It’s hard to get by just upon a smile.

– Wild World, Cat Stevens

My bitches.

My bitches.

Whenever I tell people I have three older brothers, and that I am the youngest and the only daughter in my family, I get two responses:

  1. “How did you survive your childhood with three older brothers? I could hardly stand one/two.”
  2. “Awww. Your family must spoil you.”

I have two responses to these responses:

  1. “I’m not sure… But sometimes I do pity myself.”
  2. “I WISH.”

I can’t deny that my childhood was a roller coaster, but I’m sure that my brothers’ childhood wasn’t all that dandy either with me in the picture, always trying to butt in during their Command & Conquer: Tiberian Sun sessions and whatnot. But because my parents have shipped my brothers off to Egypt early on, we didn’t really grow up together; since we moved to Conakry, Guinea in 2004, I was pretty much living as an only child with my parents, only seeing my brothers during our yearly visit to Cairo. Since 2006 in Dhaka, it’s been extremely difficult for the four of us to gather under one roof, and I can count these rare moments by hand: December 2008 in Cairo; January 2011 in Paris; January 2013 in Malaysia; and October 2013 in Cambridge.

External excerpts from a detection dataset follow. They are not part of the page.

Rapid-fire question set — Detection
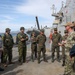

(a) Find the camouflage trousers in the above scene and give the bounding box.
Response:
[18,46,27,62]
[31,44,37,60]
[64,56,75,75]
[3,47,12,63]
[38,46,46,61]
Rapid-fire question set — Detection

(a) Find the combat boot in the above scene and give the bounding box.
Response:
[38,60,40,64]
[0,67,4,71]
[57,58,60,62]
[52,58,54,62]
[62,61,65,66]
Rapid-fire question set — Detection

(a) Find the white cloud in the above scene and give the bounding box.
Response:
[0,0,65,32]
[16,0,65,19]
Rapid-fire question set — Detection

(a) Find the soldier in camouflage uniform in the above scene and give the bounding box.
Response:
[31,32,37,61]
[61,30,68,66]
[3,28,14,66]
[37,29,47,63]
[17,27,28,64]
[63,23,75,75]
[51,28,61,62]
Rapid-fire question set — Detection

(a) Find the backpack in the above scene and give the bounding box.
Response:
[70,45,75,57]
[4,34,14,46]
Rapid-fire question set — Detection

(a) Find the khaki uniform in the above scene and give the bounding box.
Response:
[62,35,68,65]
[3,34,14,63]
[37,34,46,62]
[51,33,61,60]
[64,31,75,75]
[31,36,37,61]
[17,33,28,62]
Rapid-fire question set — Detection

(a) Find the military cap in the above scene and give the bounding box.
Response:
[20,27,25,30]
[54,28,57,31]
[64,22,74,27]
[6,28,11,31]
[72,21,75,26]
[64,30,68,33]
[40,29,44,33]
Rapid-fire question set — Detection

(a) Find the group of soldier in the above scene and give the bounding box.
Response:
[50,22,75,75]
[0,22,75,75]
[0,27,47,70]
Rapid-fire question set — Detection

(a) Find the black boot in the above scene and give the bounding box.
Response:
[0,67,4,71]
[52,58,54,62]
[62,61,65,66]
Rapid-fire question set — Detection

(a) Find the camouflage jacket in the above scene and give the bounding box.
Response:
[52,33,62,46]
[62,35,68,41]
[17,33,28,46]
[36,34,46,46]
[31,36,36,44]
[3,34,14,47]
[65,31,75,48]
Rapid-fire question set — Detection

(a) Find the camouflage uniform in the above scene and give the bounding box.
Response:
[17,27,28,63]
[65,32,75,75]
[62,30,68,66]
[37,30,46,63]
[3,28,14,63]
[51,28,61,62]
[64,23,75,75]
[31,33,37,61]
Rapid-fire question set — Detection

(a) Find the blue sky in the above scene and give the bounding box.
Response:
[0,0,66,32]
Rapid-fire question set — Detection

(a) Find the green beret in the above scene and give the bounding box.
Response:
[54,28,57,31]
[64,30,68,33]
[40,29,44,33]
[20,27,25,30]
[6,28,11,31]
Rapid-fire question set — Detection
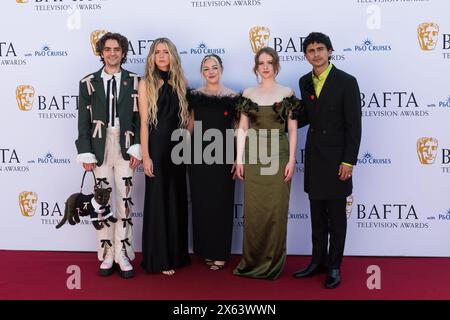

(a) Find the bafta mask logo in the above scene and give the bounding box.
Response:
[417,137,438,164]
[16,84,35,111]
[248,27,270,53]
[345,194,353,219]
[91,30,108,56]
[19,191,37,217]
[417,22,439,51]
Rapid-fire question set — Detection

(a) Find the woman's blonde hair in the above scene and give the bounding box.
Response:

My brothers and I have a rather odd relationship that doesn’t really correspond to the norm: I don’t call them ‘abang’ (meaning ‘older brother’ in Malay; it is also a term of endearment by which Malay women refer to their boyfriend/spouse, so I cannot call my brothers ‘abang’ — gross); in fact, I always call my second eldest brother ‘bitch’. People always thought my third brother was the youngest, and that I was his older sister. And indeed, in many ways, rather than being spoiled as the youngest member of my family, I have constantly been catapulted to positions of great responsibility, especially at times such as now, when everyone pulls double duty and the interests of the family should be prioritized above all else.

We’ve aged substantially since the days of our childhood in Colombo, Ampang, Subang Jaya, and Accra, but I don’t know to what extent we’ve all matured. My eldest brother is now a father and the second eldest is about to say his vows next month. We argue about different issues, and when we do get along we spend our time at the golf course and the beach — things we never really did when we were children. While siblings elsewhere spend time with each other at the cinema or bowling alley in the local mall, we unintentionally end up being slightly adventurous with our accidental reunion in Paris in 2011. I’d long harbored the desire to bring my family back to London ever since we all first came here in April 1999 on our way to Accra, and I was glad this dream came to fruition last year. London is different from what we all remembered, but this didn’t quite matter; change, sometimes, is good.

The photo above was taken last October on the second time we went punting as a family on the River Cam, just as we passed by Queens’ Mathematical Bridge. Despite our differences, I wrote this post to celebrate our siblingship — if this is even a word — because even if you can’t choose your family, you can make the best of what you have left.